Sustainable Investing Goes Mainstream

But Exaggeration Should be Avoided for the Sake of Integrity

Strong continued interest is driving mainstream interest in Sustainable Investing at last, which is a very important development to those of us who have been in this field for a while.

Millennials are driving investment institutions to offer more products, such as June 2015's announcement of a new suite of offerings from Bank of America Merrill Lynch on Impact, Goldman Sachs' acquisition of Imprint Capital Advisors in July, and other new offerings and research is coming from Citibank,  Morgan Stanley and JP Morgan as well.

 As the next generation inherits today's wealth, they are insisting that their money has positive impact, and this changes everything (as Naomi Klein likes to say, much as we disagree with her call for divestment as a real solution to climate change).

Separately, the perception that you will perform financially worse if you attempt to invest in a sustainable manner is dying or dead.  As we reported here recently, Sustainable Investing is actually outperforming now, especially when you combine environmental, social and corporate governance (ESG) data with expertise.  Lazier forms of socially responsible investing (SRI) such as negative screening have long performed poorly and fortunately, better investment choices and strategies have emerged and are emerging.  

For example,  in perhaps the most exciting news we've heard all year, the world's largest investor Norges Bank, today announced (registration required) a four year partnership with Inflection Point Capital Management along with MSCI and McKinsey.

 Inflection Point is a global leader in the sort of positive sustainable investing we have long been advocating in our books, and writings through the leadership of industry Matthew Kiernan whose own book on the subject has paralleled our calls.

Negative screening is fine for those who want to match their values to their money, but the real opportunity is driving change with positive intent and it is great to see progress being made in this regard.

However, we need to not get ahead of ourselves as some do, in exaggerating the state of play.

For example, the GSIA in 2014 suggested over $21 Trillion dollars of investment had sustainability in mind.  After further review, taking out large pension funds who only had a single screen on tobacco or similar small action,the actual figure as per our recent Network for Sustainable Financial Markets paper was more like $1.5-2 Trillion about 10% the size of the GSIA figure.  

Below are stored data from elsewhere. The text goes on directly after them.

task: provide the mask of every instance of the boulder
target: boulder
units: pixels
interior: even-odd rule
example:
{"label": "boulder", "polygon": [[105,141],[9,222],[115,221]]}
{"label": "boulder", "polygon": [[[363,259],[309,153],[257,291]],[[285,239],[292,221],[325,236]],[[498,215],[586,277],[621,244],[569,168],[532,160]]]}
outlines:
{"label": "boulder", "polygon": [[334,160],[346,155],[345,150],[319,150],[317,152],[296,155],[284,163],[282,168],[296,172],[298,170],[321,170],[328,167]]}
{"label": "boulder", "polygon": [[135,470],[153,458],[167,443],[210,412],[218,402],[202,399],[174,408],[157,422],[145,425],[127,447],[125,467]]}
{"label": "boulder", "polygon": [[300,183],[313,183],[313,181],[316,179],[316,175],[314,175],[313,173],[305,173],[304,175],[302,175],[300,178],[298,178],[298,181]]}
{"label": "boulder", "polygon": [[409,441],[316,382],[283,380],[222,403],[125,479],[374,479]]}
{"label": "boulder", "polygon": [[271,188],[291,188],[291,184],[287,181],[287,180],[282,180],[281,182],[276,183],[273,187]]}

While interest is indeed on the rise, these exaggerations haven't been helpful in ensuring everything we do has integrity in the sustainable investing space.  Being realistic about the work that has been done and remains to be done, is critically important, to ensure that all of the important work if the field can be respected.

We see further evidence of exaggeration in this new report from the IRRC Institute and the CFA Institute suggesting almost three quarters of financial professionals use ESG considerations in their investment decisions.

This strikes us as another unhelpful and dramatic exaggeration.  There are over 120 thousand CFA Institute members globally, and this survey had a 3% response rate.  Given our experience and recent interviews and understandings, it would be closer to the truth to say that the 97% of global financial professionals who did not respond do not place primary importance on ESG factors as things stand, even if that is indeed changing.

 

Training and education on ESG remains lacking especially in business schools.  There is a long way to go to get to full integration as the financial services sector is filled with analysts and fund managers who simply don't look at these things, and this is true right across many US and other global investment institutions as things stand, so we take issue with the IRRC report and expressed "margin of error" rate.

We understand the need to "cheerlead" to get more countries involved in for example, the UN climate negotiations, but as investors, we need to be realistic and to have integrity.

This is also seen for example in the Impact Investing space,  which we applaud, but wonder if it is best suited for access to medicine, education and financial services for the poor type issues, and leave the environmental investing to other asset classes such as Climate Bonds and Green Infrastructure.

This exaggeration is also being seen by the fossil fuel industry who refuses to stop producing oil even when they know it won't be profitable.  I wonder what their investors think of that.

So all investors and industry analysts need to be more realistic about what is happening and not.

The exciting news is that interest is on the rise and the long wished for positive dynamic from sustainable investing at scale making companies more sustainable through a race for capital is now a reality right in front of us.  The only ones in the way of making that happen is our choices as investment consumers.  Express your desire to your pension fund, to your 401(k) fund, to your fund managers and your brokers.  That time is now.